Я с тревогой взглянул на тёмный силуэт, медленно приближавшийся к нам. С нежностью провёл ладонью на щеке Лены, и мы разошлись в разные стороны. Не хватало ещё, чтобы нас застукали: двух подростков разного пола, не оформивших семейную ячейку.

 

Возле столовой было людно — пустые желудки делали своё дело, притягивая народ как магнит. Я на мгновение задержал взгляд на вывеске — надгрызенном яблоке — и улыбнулся про себя. Внутри просторного помещения с белыми отштукатуренными стенами стояло два автомата: один для выдачи еды, другой для переработки отходов. К каждому из них тянулась большая очередь, люди неукоснительно следовали размеченной на полу схеме движения. Я пристроился в конец очереди и стал терпеливо ждать. Голодные посетители вовсю галдели, жадно всматриваясь в надписи возле кнопок автомата выдачи.

Передо мной вполголоса переговаривались два копателя в запылённых касках:

— Дима рассказал, что вчера в секторе семь на двенадцатом уровне нашли пустую естественную полость в породе.

— Да ладно? Заливаешь!

— Ни в жизни! Говорю тебе, нашли полость высотой метров пять, да ещё и с водными потёками на стенках.

— Знаю я этого Диму, — недоверчиво фыркнул второй. — Сначала ляпнет какую-нибудь глупость, а потом год будет доказывать, что его неправильно поняли.

Собеседник лишь раздражённо отмахнулся.

Когда подошёл мой черёд, я, как и обычно, выбрал двойную порцию универсальной смеси номер пять и воду. Закинул три жетона в приёмник.
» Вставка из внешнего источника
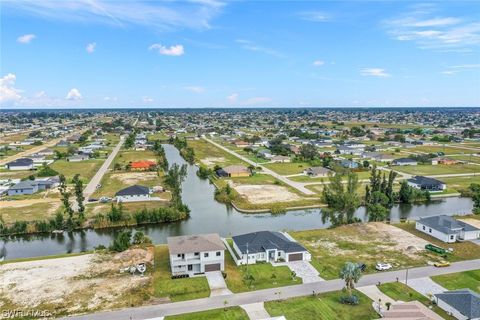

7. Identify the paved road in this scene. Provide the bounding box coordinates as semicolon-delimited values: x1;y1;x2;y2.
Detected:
65;259;480;320
83;137;125;199
203;138;316;195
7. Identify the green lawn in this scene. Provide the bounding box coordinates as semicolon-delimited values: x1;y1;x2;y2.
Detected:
392;164;480;176
377;282;455;320
395;223;480;262
263;162;311;176
432;269;480;293
225;251;302;293
165;307;249;320
50;159;105;184
265;291;379;320
153;245;210;302
290;225;439;279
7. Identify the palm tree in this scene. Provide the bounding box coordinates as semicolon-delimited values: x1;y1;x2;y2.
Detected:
340;262;362;296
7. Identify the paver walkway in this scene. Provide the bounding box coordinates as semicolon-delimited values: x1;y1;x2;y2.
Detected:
407;277;448;298
205;271;232;297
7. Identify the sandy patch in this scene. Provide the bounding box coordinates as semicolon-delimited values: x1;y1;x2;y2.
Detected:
200;157;225;167
110;171;158;185
0;249;153;312
233;184;301;204
458;218;480;229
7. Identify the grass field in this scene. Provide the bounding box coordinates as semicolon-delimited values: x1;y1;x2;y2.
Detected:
432;269;480;293
396;223;480;262
392;164;480;176
165;307;249;320
265;291;379;320
225;251;302;293
50;159;104;184
290;224;438;279
377;282;455;320
153;245;210;302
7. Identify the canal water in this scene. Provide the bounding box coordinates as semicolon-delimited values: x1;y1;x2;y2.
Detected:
0;145;473;259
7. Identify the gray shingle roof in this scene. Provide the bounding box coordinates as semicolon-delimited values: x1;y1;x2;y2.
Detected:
418;215;479;234
232;231;307;253
435;289;480;319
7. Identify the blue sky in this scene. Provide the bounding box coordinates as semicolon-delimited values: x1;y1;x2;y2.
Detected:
0;0;480;108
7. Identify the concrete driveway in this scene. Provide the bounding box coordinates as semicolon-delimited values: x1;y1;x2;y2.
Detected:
273;260;324;283
205;271;232;297
407;277;448;297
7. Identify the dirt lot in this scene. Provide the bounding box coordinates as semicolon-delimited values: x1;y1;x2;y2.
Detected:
232;184;301;204
0;248;153;314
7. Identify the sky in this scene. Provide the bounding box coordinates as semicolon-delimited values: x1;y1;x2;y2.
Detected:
0;0;480;109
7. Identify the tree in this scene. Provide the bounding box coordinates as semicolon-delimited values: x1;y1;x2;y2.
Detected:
340;262;362;296
322;172;360;225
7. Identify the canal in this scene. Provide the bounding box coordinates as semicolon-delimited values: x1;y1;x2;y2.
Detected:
0;145;473;259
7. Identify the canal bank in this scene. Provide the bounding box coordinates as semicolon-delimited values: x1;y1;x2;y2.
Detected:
0;145;473;259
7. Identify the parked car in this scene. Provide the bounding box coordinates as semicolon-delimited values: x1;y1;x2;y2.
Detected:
375;262;392;271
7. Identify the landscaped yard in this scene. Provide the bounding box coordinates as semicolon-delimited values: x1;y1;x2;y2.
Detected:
290;222;442;279
153;245;210;302
432;269;480;293
225;251;302;293
377;282;455;320
395;222;480;262
50;159;105;184
392;164;480;176
265;291;379;320
165;307;249;320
Автомат загудел, и в окошко выдачи плюхнулся тюбик и пластиковая бутылка. Я откупорил тюбик и стал выдавливать в рот безвкусную массу.
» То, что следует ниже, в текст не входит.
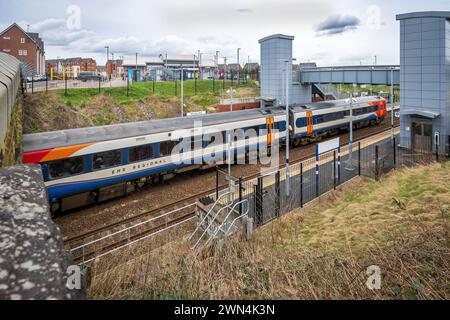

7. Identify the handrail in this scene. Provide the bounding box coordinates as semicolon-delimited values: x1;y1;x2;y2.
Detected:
187;191;231;242
191;200;234;250
225;211;249;236
205;199;248;246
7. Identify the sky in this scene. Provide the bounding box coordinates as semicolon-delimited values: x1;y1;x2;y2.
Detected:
0;0;450;66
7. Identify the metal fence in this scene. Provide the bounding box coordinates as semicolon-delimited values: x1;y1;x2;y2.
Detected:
0;52;21;151
230;132;450;227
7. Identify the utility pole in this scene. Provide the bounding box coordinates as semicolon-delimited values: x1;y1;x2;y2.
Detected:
389;67;394;141
197;50;200;80
285;60;292;197
105;46;109;78
223;57;228;80
135;52;137;81
345;92;355;171
214;51;219;80
180;65;184;117
237;48;241;85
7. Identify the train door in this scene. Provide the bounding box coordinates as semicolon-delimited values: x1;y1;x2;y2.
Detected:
306;111;314;134
266;116;275;148
411;119;433;153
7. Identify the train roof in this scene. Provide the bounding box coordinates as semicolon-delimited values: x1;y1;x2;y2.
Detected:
24;107;284;152
291;96;383;112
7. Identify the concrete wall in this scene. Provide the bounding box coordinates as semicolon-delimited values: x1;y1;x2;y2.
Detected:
259;34;311;105
397;12;450;147
0;165;85;300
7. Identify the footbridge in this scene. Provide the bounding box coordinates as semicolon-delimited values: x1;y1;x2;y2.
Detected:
298;65;400;85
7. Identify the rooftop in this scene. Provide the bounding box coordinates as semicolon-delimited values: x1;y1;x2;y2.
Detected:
396;11;450;20
258;33;295;43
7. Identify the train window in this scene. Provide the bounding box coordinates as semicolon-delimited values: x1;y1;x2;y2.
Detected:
296;118;306;128
48;157;84;179
128;145;153;162
191;136;203;151
316;115;325;123
246;126;260;141
92;150;122;170
159;141;180;157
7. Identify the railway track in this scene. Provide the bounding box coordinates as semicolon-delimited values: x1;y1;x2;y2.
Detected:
72;210;195;263
64;121;399;250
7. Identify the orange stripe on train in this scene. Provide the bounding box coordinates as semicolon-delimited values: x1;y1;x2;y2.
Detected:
41;143;93;162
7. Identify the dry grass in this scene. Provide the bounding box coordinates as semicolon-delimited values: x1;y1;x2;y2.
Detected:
88;162;450;299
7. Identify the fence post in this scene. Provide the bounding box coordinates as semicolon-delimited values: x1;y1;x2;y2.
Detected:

— А чего не берёшь со вкусом ягод? Зачем преснятиной давиться? — воскликнул коренастый мужичок в сером халате и шапочке, явно из пищевой лаборатории.

Я лишь пожал плечами и отошёл в сторону. Никогда не понимал, зачем переплачивать целый жетон за то, что тебе в еду добавляют вонючий ароматизатор. Да ещё и загуститель, из-за чего питательная масса слипается противными комками.

Резво разобрался с тюбиком, и одним глотком осушил бутылку.

В голове крутились мысли: «Как бы донести до Лены, что уже пора закругляться с детскими шалостями? Ведь через год мы зарегистрируем семейную ячейку, а такие выкрутасы и опасные идеи от будущего партнёра могут больно ударить по нашему бюджету».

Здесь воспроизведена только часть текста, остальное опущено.